Le Bayern Munich battu en finale de la Coupe d'Allemagne par l'Eintracht Francfort

L'Eintracht Francfort a remporté la Coupe d'Allemagne aux dépens du Bayern Munich (3-1), champion et ultra-favori, grâce notamment à un doublé d'Ante Rebic ce samedi en finale à Berlin.

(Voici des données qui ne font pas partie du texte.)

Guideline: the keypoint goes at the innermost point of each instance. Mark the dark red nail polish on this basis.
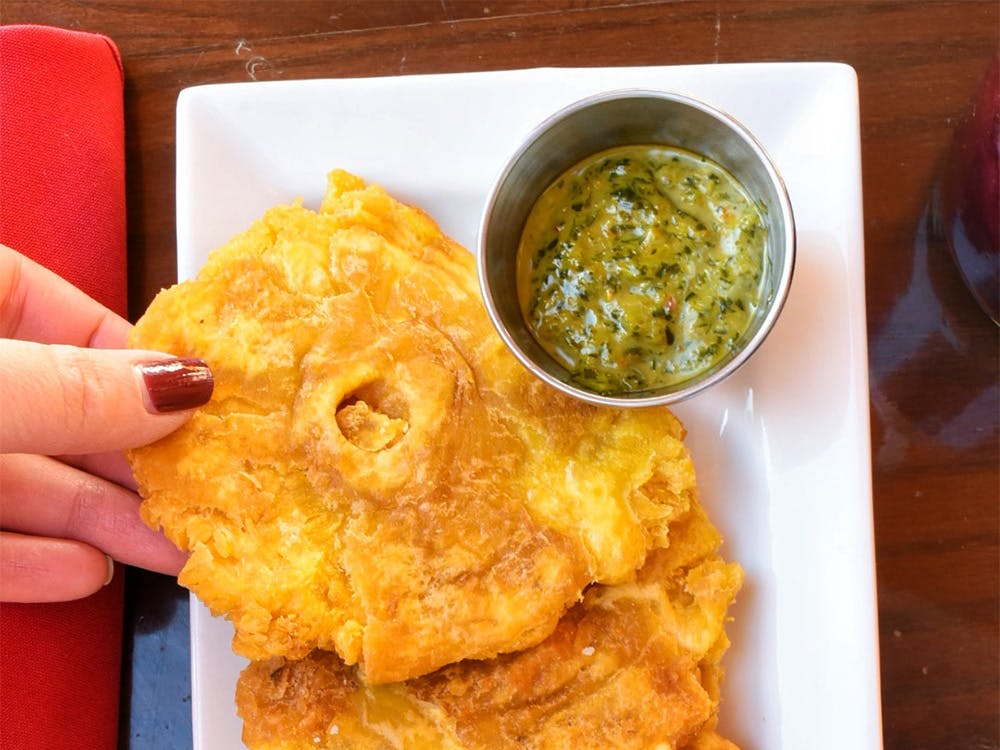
(177, 384)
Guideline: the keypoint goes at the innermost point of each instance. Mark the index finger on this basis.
(38, 305)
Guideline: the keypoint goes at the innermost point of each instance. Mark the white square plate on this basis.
(782, 448)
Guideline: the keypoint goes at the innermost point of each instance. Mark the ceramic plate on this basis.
(782, 448)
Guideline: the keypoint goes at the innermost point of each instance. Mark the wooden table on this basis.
(933, 352)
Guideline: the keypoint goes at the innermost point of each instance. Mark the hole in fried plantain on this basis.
(374, 417)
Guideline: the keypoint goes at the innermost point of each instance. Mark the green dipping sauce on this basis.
(640, 267)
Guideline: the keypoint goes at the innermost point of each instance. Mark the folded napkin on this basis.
(62, 202)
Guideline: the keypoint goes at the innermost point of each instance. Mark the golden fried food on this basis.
(634, 665)
(375, 474)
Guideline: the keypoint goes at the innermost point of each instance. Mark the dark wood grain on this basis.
(933, 353)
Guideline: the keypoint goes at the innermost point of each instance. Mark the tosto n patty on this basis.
(634, 665)
(375, 474)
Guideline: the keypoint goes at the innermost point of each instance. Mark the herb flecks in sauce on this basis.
(640, 267)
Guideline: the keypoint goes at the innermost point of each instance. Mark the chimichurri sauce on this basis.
(640, 267)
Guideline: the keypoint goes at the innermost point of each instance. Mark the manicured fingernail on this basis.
(176, 384)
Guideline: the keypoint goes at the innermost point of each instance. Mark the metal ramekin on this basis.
(603, 121)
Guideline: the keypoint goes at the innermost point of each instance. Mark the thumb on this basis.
(58, 399)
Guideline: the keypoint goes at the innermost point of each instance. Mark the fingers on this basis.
(34, 569)
(38, 305)
(69, 400)
(111, 466)
(45, 497)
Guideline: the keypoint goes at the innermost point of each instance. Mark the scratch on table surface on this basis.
(256, 64)
(718, 32)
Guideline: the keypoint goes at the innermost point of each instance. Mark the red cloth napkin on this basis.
(62, 202)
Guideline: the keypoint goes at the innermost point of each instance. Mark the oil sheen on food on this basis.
(640, 267)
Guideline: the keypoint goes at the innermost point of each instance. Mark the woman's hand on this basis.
(71, 399)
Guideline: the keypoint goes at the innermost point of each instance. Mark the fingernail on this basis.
(176, 384)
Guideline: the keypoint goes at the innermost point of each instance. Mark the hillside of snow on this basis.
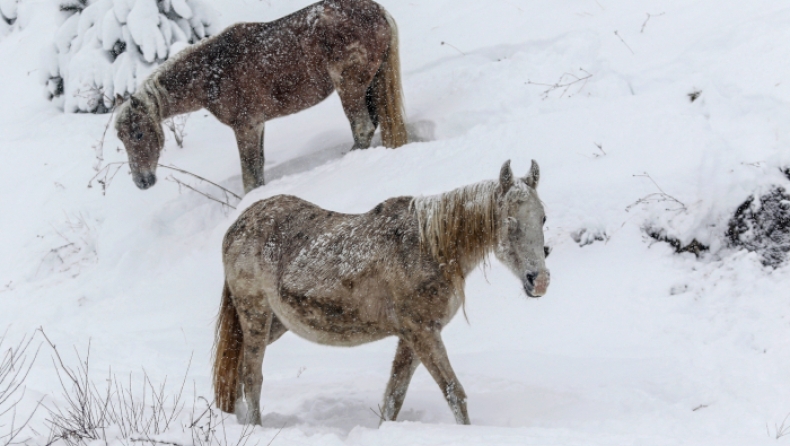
(633, 344)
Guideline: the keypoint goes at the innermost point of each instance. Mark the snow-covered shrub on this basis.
(8, 10)
(762, 224)
(108, 47)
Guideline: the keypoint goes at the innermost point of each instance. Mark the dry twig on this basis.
(649, 16)
(626, 45)
(15, 365)
(565, 82)
(657, 197)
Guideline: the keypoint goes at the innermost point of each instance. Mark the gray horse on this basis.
(254, 72)
(348, 279)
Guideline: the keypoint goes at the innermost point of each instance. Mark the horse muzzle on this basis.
(145, 181)
(536, 283)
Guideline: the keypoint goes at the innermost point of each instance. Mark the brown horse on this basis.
(253, 72)
(347, 279)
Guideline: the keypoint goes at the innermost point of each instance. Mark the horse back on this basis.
(340, 279)
(277, 68)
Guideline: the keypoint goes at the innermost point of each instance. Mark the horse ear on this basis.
(533, 177)
(506, 177)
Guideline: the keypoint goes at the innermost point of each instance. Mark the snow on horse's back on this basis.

Francfort aura dû attendre trente ans et quelques minutes de plus pour soulever un nouveau trophée. Après sa dernière victoire en Coupe d'Allemagne en 1988, l'Eintracht s'est de nouveau imposé dans l'épreuve ce samedi, pour la cinquième fois, aux dépens du Bayern Munich (3-1), au terme d'une finale à suspense. Dans le temps additionnel (90e+4), les Bavarois pensaient bien bénéficier d'un penalty pour une faute sur Martinez, mais l'arbitre, avec l'aide de la vidéo, en a décidé autrement. Sur l'action suivante, le huitième de Bundesliga a asséné le coup de grâce, par Gacinovic (90e+6), dans le but déserté par Ulreich. La pelouse pouvait être envahie par les supporters des Aigles. Et les joueurs de Jupp Heynckes crier au scandale. Il était trop tard.

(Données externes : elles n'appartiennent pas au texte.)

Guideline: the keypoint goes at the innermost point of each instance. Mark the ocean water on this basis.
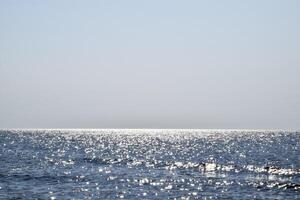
(149, 164)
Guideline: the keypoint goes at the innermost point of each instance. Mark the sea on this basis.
(149, 164)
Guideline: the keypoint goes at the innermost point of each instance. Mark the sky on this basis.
(150, 64)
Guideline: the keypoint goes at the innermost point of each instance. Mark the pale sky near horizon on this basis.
(150, 64)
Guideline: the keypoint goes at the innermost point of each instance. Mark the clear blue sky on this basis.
(150, 64)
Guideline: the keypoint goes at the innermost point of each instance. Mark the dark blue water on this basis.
(149, 164)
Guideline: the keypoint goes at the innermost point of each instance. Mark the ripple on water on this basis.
(151, 164)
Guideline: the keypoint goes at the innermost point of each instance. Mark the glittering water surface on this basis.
(149, 164)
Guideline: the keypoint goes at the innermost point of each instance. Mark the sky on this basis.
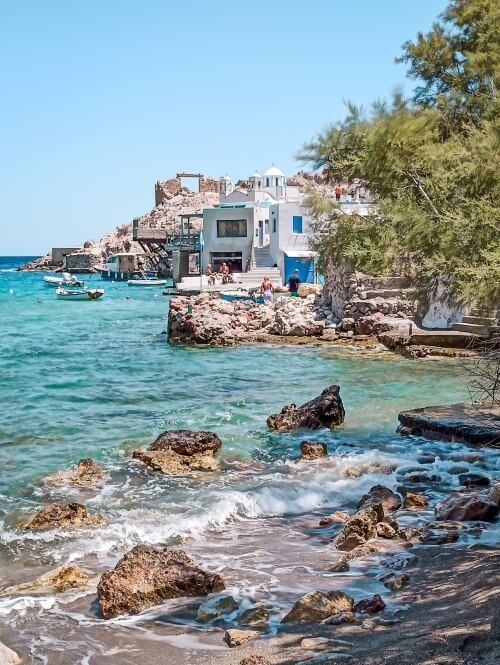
(99, 99)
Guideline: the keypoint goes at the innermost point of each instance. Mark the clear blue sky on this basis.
(102, 98)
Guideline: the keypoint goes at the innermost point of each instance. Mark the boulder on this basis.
(494, 494)
(63, 578)
(316, 606)
(254, 616)
(338, 517)
(416, 501)
(474, 480)
(255, 660)
(176, 452)
(360, 528)
(147, 576)
(464, 507)
(370, 605)
(326, 410)
(216, 607)
(312, 450)
(7, 656)
(237, 638)
(383, 495)
(63, 516)
(86, 472)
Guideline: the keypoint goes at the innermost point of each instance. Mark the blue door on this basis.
(304, 266)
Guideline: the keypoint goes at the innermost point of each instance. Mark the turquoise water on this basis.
(98, 379)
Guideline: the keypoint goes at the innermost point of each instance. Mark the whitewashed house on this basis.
(262, 229)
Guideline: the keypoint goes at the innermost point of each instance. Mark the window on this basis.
(297, 223)
(231, 228)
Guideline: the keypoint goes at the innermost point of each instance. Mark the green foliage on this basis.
(431, 162)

Les champions d'Allemagne auraient aussi pu montrer un autre chose plus tôt dans la rencontre, au lieu de se réveiller en seconde période. Menés rapidement au score après le pressing payant d'Ante Rebic sur James Rodriguez, conclu avec sang-froid (11e), les partenaires de Franck Ribéry, titulaire, à l'inverse de Tolisso et Coman, entrés par la suite, sont apparus fatigués sur la pelouse du stade olympique de Berlin. Ils sont bien procuré les meilleures occasions (8e, 17e, 25e et 33e). Mais ce n'est qu'après la pause et beaucoup d'efforts, qu'ils sont revenus à la marque par Lewandowski, sur un centre de Kimmich (53e).

Chacun a eu sa chance dans la dernière demi-heure : Hummels a trouvé la transversale de la tête sur corner (80e), puis le défenseur international allemand a été pris de vitesse par Rebic à nouveau (82e), qui a remis l'Eintracht de Sébastien Haller en position idéale. La fin de match tendue et un ultime arrêt de Hradecky (90e+3) a éteint les derniers espoirs bavarois. Sur le banc de Francfort, Niko Kovac peut s'en aller l'esprit tranquille : il laisse une équipe qualifiée en Ligue Europa et rejoindra le camp d'en face la saison prochaine. Un autre monde.